A lo anterior de suma el nerviosismo por la probable suspensión parcial de operaciones del gobierno de Estados Unidos, luego de que senadores republicanos se han negado a subir el techo de la deuda.
El cierre parcial de operaciones ocurriría en octubre y hoy la Secretaria del Tesoro, Janet Yellen, ha dicho que el Departamento del Tesoro se quedará sin liquidez a partir del 18 de octubre, lo que implica un riesgo “catastrófico” pues se podría incurrir en incumplimiento en el pago de deuda.
Previamente se había mencionado la opción de una ley de reconciliación, con la cual se puede evitar el impago de deuda con solamente votos demócratas. No obstante, el líder de la mayoría demócrata en la Cámara de Representantes ha dicho que no seguirán la vía de reconciliación, por lo que no desaparece el riesgo de una suspensión parcial de operaciones del gobierno.
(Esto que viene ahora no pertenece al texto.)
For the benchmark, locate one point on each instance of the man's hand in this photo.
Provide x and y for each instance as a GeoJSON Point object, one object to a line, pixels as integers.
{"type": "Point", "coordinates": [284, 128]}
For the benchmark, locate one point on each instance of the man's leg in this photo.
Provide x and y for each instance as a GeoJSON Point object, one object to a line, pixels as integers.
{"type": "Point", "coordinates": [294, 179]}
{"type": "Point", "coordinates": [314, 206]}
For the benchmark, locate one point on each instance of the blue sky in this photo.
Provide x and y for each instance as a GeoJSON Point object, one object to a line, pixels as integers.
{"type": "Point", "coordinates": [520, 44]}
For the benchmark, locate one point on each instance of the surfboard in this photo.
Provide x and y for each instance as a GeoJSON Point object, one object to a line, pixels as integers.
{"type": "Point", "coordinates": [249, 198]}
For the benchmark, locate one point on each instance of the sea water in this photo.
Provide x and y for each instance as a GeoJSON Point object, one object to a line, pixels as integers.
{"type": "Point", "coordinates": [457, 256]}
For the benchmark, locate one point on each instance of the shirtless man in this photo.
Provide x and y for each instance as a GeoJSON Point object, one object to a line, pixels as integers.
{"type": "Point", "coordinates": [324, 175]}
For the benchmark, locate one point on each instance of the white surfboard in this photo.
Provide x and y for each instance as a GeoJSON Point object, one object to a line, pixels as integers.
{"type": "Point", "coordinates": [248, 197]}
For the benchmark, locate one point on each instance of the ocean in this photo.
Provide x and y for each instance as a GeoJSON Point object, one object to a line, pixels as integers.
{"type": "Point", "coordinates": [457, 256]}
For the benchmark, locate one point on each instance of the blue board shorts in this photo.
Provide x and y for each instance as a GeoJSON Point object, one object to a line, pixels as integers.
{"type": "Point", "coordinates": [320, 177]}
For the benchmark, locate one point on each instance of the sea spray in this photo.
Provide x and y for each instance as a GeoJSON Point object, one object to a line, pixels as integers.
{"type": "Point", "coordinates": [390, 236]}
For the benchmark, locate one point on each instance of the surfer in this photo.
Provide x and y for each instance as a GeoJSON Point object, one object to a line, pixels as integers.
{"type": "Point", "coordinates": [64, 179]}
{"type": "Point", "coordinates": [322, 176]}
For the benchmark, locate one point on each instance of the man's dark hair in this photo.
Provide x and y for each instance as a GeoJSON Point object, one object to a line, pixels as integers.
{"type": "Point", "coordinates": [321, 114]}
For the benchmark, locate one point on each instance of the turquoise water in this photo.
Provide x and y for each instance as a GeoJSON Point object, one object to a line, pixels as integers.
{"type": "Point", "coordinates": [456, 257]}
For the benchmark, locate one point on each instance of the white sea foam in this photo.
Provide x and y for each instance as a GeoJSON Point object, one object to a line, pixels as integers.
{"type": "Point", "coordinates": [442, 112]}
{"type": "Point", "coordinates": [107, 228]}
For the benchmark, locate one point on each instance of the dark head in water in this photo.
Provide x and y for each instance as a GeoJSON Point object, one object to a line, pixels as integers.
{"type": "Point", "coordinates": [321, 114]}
Por otro lado, persisten los riesgos para la actividad económica, y en Estados Unidos, la confianza del consumidor del Conference Board bajó por tercer mes consecutivo en septiembre, resultado de los incrementos en precios al consumidor.
“Es probable que las presiones inflacionarias continúen durante el cuarto trimestre del año, debido a incrementos significativos en los precios de materias primas, principalmente energéticos”.
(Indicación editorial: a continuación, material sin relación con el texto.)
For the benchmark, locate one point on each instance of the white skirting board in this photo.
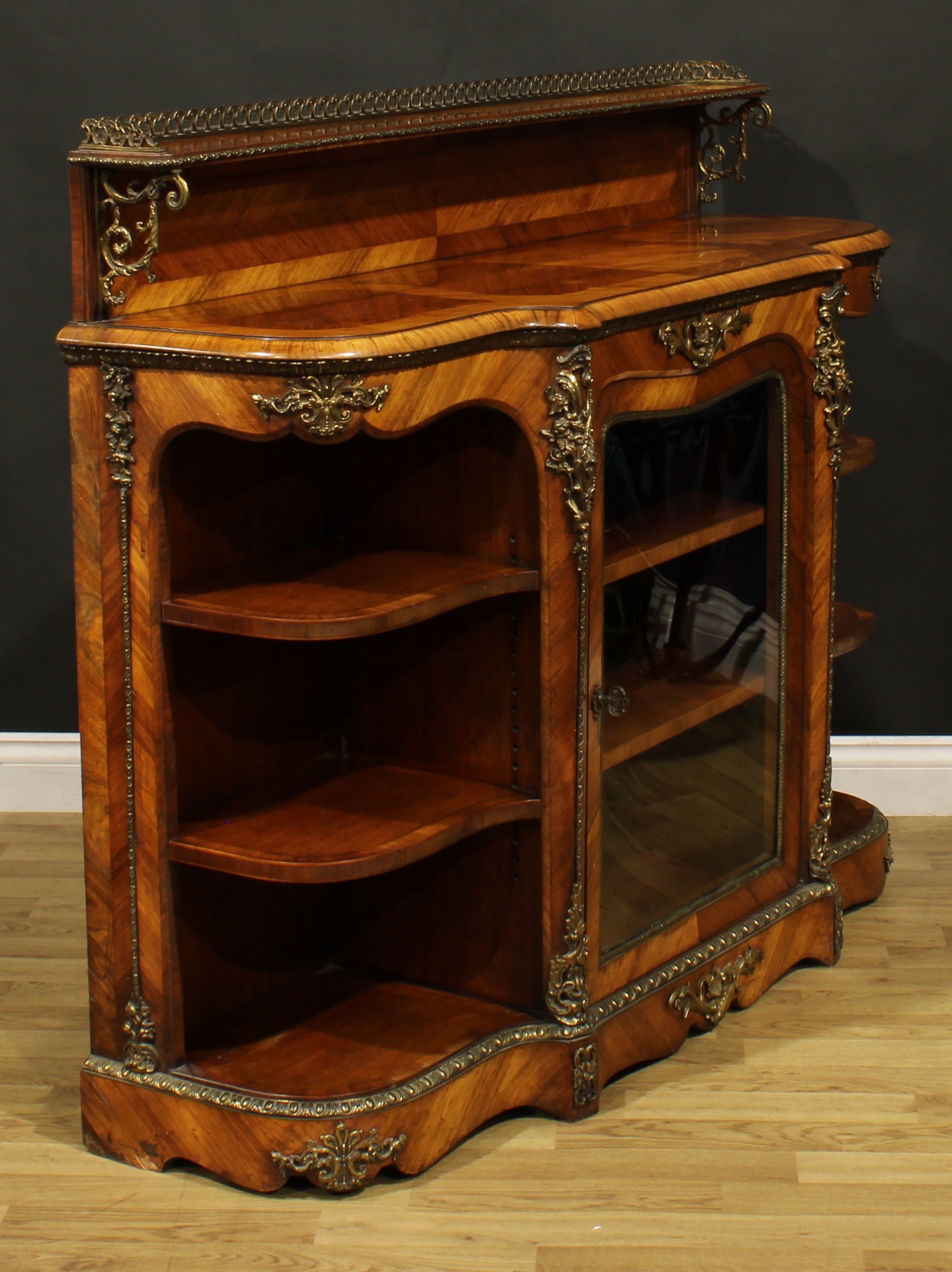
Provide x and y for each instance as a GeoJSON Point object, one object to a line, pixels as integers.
{"type": "Point", "coordinates": [40, 772]}
{"type": "Point", "coordinates": [903, 776]}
Cabe mencionar que, en lo que va de septiembre, el precio del WTI acumula un incremento de 9.21%, mientras que el gas natural en Estados Unidos acumula un incremento de 33.45% y en Europa un incremento de 52.99%.
Se espera que los precios de los energéticos se mantengan elevados durante la temporada de invierno, lo que a su vez implica mayores costos de producción e incrementos en precios de mercancías y alimentos procesados a nivel global.